The literature on the transport of water, sediment and carbon by rivers within China was reviewed. A good quality quantitative synthesis paper necessitate good quality literature searches. Our search strategy followed previous meta-analysis paper23. Peer-reviewed papers published before 2016 were searched according to related phrases or keywords like sediments, organic/inorganic carbon, particulate organic carbon/POC, dissolved organic carbon/DOC, particulate inorganic carbon/PIC, dissolved inorganic carbon/DIC, river/stream carbon flux. These phrases or keywords were thoroughly searched in multiple databases including the Web of Science, Google Scholar, Google, Science Direct, Springer and China Knowledge Resource Integrated Database (CNKI). In addition, we extracted river sediment and runoff data from the Chinese river sediment bulletin, which is compiled by the Chinese Ministry of Water Resources (available online: http://www.mwr.gov.cn/zwzc/hygb/). Relevant doctoral or master’s degree dissertations were also included to enlarge our database. We selected literature for analysis that satisfied the following criteria for analysis: (i) the study or survey was conducted in China, and the water samples were obtained from exoreic rivers; (ii) the characteristics of the studied rivers or basins were clearly provided or could be calculated; and (iii) at least one of the variables was provided, and the quality of the data was reliable. Any literature that didn’t meet these criteria was excluded. The raw data were obtained from the text or tables or extracted by digitizing figures using the GetData Graph Digitizer (version 2.25, Russian Federation).
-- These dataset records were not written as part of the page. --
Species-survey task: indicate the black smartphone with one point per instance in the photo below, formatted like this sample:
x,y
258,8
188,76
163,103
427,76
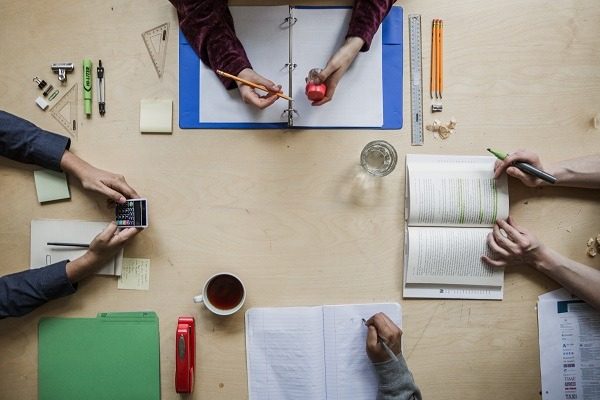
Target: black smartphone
x,y
132,214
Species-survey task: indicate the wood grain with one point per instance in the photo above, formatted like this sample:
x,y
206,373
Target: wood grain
x,y
280,208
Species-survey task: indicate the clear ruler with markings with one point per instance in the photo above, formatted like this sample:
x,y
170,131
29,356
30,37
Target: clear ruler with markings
x,y
65,111
416,79
156,40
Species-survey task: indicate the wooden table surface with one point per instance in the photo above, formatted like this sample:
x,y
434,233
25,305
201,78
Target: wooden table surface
x,y
279,207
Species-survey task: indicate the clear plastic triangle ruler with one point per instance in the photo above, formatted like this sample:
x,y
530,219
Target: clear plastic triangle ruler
x,y
65,111
156,41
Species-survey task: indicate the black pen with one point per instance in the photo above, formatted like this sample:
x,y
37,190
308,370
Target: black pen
x,y
526,167
385,346
101,104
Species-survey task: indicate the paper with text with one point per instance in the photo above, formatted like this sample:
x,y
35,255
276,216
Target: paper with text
x,y
451,205
450,256
569,337
135,274
455,190
311,352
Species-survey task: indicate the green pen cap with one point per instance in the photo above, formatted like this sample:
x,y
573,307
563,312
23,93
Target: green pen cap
x,y
500,154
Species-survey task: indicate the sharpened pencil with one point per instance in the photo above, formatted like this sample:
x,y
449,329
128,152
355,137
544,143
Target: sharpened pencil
x,y
253,85
68,244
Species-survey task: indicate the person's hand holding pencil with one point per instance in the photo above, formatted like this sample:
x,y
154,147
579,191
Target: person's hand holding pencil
x,y
383,339
248,80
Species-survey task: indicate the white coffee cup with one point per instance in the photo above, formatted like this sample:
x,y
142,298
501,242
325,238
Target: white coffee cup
x,y
223,294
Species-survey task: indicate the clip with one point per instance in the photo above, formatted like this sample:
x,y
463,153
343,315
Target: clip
x,y
185,354
62,69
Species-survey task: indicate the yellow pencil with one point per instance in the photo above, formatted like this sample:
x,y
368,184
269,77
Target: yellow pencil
x,y
252,84
433,75
441,57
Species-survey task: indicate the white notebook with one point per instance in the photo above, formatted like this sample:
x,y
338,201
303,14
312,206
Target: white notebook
x,y
315,353
452,203
314,37
67,231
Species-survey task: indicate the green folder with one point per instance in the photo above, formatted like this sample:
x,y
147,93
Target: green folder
x,y
113,356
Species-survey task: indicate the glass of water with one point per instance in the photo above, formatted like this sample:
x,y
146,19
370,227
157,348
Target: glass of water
x,y
378,158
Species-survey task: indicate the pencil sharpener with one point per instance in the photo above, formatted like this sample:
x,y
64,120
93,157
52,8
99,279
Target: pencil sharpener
x,y
315,90
62,69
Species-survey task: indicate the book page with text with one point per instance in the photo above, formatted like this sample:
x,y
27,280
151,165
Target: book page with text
x,y
350,373
284,349
450,256
454,191
358,101
265,40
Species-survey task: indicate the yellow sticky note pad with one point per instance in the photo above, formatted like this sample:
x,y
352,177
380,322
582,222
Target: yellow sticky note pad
x,y
51,185
156,116
135,274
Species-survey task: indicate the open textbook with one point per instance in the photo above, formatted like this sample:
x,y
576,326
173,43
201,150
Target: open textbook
x,y
317,353
452,203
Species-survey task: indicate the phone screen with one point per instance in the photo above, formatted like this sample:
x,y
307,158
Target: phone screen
x,y
132,213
Based on these criteria, we selected 40 journal papers, 8 dissertations, and 9 sediment bulletins for inclusion in our database, and these references included 316 observations from 121 sites that cover all of the major basins in China (Fig. 1).

Figure 1

Distribution of the survey position of the basin outlet in this synthesis.

The map was generated using ArcGIS for Desktop 10.0 (http://www.esri.com/software/arcgis).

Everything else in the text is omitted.